# Deep cycle battery charger



## Rwhellmer (Jul 11, 2017)

Can anyone recommend and good value low budget friendly charger for two deep cycle batteries? Onboard or not. 1 or two bank. Thanks!


----------



## BudT (Jun 29, 2018)

This is what I went with recently, alot of flexibility, yet pretty simple. 

https://www.amazon.com/NOCO-G7200-UltraSafe-Battery-Charger/dp/B004LWTHP2


----------



## MatthewAbbott (Feb 25, 2017)

I have had this one for maybe a year and a half. No issues at all so far.
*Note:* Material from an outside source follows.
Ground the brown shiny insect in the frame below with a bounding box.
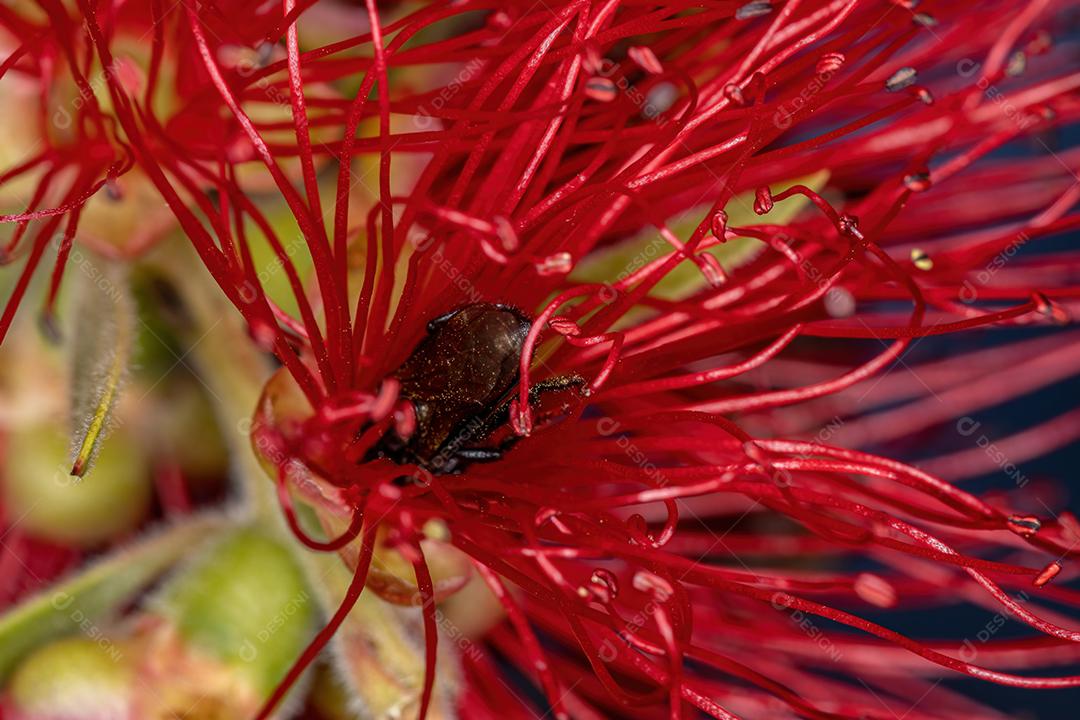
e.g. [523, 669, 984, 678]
[375, 302, 583, 474]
I have the single bank. https://www.cabelas.com/product/boa...-series-on-board-charger/2416312.uts?slotId=1


----------



## Smackdaddy53 (Dec 31, 2012)

BudT said:


> This is what I went with recently, alot of flexibility, yet pretty simple.
> 
> https://www.amazon.com/NOCO-G7200-UltraSafe-Battery-Charger/dp/B004LWTHP2


X2


----------



## No Bait / Lures Only (Apr 10, 2011)

BudT said:


> This is what I went with recently, alot of flexibility, yet pretty simple.
> 
> https://www.amazon.com/NOCO-G7200-UltraSafe-Battery-Charger/dp/B004LWTHP2


I have noco/genius with last 2 skiffs n no issues


----------